No "Journal" dos Goncourt, de 13 de março de 1865, aparece o seguinte comentário a respeito da série de Daumier sobre os advogados e juízes: "Os homens de justiça! Jamais, desde Rabelais, os trapaceiros haviam sido comprimidos de perto, mais pesquisados, mais implacavelmente dissecados nos seus truques, nas suas manias, nas suas audácias, nas suas dissimulações. Essas roupas negras, essas faces barbeadas, o frio úmido das salas de audiência, tudo isso tem positivamente embriagado Daumier."

Sua obra vê os primeiros anos do orleanismo como macabramente grotescos e Luís Filipe como principal personagem do espetáculo reacionário que se desenrola no palco da França: papa-defunto, Gargântua insaciavelmente glutão, sempre urdindo intrigas, incitando ao assassinato, extorquindo a nação e, depois, exausto da festança que lhe propiciam os assassinatos, imerso num profundo sono digestivo.

Em "Enforcando Lafayette! Trapaça, meu velho!"(1834) emerge o obeso Luís Filipe que exulta com a morte de Lafayette e com o fim da revolução. Todo de preto, na figura de um Luís Filipe defunteiro, como dissimulador e hipócrita, encontra-se afastado do cortejo fúnebre na esplanada do cemitério e oculta atrás das mãos juntas o rosto, no qual se espelha a satisfação com a morte do inoportuno herói da liberdade.

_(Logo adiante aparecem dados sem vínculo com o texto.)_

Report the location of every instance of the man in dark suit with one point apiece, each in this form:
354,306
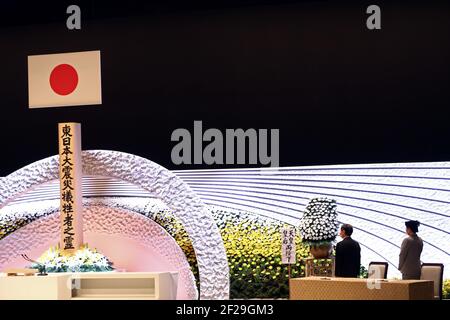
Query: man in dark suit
348,254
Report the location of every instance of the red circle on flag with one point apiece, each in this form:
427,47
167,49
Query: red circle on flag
64,79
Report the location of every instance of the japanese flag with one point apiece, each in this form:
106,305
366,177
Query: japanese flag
64,79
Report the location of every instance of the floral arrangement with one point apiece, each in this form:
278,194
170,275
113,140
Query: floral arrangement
319,223
83,260
253,247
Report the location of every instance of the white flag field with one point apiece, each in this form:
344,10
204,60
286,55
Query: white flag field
64,79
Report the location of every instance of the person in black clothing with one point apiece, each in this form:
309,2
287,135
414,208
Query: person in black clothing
348,254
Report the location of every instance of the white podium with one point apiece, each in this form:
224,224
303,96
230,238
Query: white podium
91,285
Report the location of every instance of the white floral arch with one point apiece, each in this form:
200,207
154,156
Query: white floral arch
160,182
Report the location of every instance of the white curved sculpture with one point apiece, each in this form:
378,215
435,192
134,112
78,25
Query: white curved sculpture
185,204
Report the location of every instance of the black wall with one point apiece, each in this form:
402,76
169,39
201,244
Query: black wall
338,92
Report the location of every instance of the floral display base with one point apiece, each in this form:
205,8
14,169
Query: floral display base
321,251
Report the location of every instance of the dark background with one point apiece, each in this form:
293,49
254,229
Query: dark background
338,92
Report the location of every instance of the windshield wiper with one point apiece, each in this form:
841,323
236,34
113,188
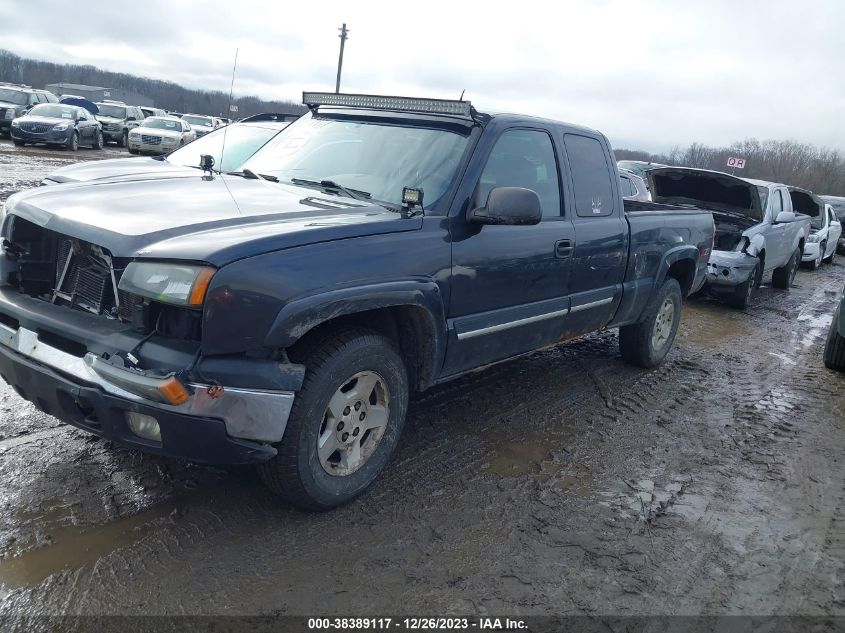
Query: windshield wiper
355,194
248,173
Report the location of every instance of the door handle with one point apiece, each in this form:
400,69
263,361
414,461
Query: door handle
563,248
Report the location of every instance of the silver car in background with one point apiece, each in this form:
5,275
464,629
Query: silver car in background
160,135
633,187
200,124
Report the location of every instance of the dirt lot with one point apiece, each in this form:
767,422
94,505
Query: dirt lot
563,483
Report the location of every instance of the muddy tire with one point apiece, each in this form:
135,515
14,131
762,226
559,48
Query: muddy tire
818,261
331,451
744,293
834,349
646,343
784,276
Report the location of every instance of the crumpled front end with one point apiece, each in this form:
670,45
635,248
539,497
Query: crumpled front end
726,270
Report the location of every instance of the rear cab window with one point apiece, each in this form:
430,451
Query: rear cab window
523,158
591,176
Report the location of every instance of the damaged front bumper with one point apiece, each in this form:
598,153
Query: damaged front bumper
238,424
727,270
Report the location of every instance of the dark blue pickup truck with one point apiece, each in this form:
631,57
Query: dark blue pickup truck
282,314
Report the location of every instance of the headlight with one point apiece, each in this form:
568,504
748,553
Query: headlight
178,284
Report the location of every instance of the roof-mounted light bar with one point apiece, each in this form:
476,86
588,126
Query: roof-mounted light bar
378,102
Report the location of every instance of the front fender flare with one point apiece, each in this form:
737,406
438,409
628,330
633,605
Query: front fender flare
301,315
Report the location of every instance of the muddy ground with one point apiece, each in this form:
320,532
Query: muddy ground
563,483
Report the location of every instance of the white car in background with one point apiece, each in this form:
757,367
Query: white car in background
200,124
825,231
160,135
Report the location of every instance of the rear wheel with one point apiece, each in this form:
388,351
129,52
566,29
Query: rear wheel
834,349
784,276
646,343
345,422
745,292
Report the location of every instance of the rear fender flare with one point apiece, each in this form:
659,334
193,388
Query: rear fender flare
674,255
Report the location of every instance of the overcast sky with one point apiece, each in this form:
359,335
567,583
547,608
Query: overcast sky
650,74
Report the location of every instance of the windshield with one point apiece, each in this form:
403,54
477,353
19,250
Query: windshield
376,157
162,124
197,120
638,167
118,112
242,141
54,111
12,96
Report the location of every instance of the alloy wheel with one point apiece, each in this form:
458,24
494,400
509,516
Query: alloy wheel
353,423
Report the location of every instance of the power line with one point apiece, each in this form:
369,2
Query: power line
344,33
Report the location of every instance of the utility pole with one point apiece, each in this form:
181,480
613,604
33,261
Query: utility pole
343,34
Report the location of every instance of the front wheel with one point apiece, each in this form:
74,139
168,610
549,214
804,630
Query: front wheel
646,343
784,276
345,423
834,349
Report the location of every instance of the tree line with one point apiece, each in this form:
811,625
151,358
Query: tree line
818,169
165,94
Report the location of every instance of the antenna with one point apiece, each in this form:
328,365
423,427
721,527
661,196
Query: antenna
229,110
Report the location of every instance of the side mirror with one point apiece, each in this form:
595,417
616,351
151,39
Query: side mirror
513,206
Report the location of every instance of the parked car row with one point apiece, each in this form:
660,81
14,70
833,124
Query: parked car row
761,227
82,122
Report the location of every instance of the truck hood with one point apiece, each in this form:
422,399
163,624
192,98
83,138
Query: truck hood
216,220
704,188
91,170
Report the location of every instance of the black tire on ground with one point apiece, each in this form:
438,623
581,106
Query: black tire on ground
332,360
783,277
832,257
834,349
818,261
744,293
639,343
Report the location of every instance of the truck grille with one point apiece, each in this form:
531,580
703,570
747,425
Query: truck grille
84,283
36,128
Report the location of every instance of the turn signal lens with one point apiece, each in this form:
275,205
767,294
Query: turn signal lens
174,391
200,287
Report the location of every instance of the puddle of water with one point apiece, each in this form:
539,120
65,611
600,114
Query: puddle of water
73,546
705,324
518,458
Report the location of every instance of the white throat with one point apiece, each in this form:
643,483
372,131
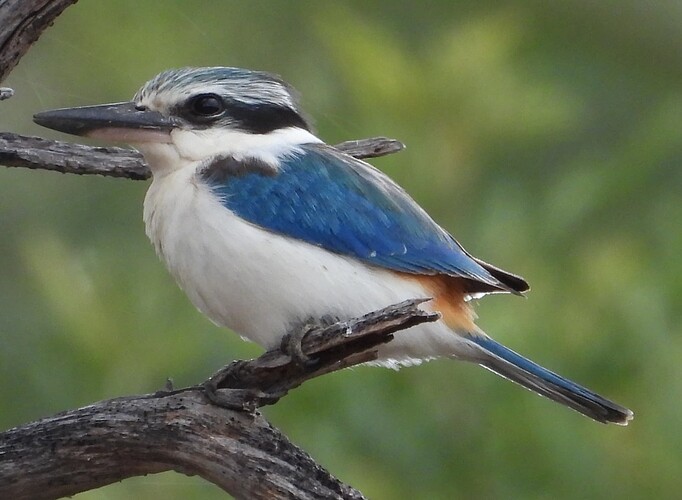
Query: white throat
188,147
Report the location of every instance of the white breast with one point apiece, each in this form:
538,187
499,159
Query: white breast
260,284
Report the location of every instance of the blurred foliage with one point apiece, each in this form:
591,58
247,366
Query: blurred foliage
547,136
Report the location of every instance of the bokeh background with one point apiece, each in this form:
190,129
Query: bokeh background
546,136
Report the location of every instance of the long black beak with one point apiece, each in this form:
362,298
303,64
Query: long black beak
119,121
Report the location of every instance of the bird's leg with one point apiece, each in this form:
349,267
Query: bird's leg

Em todas as obras de Daumier relacionadas à questão da violência do Estado contra o cidadão, encontramos pormenorizados os detalhes que tornam visível essa violência; seja nos cadáveres da Rua Transnonain, seja no desespero dos fugitivos, seja no trabalho pesado da população pobre, seja no sarcasmo estampado no rosto dos poderosos.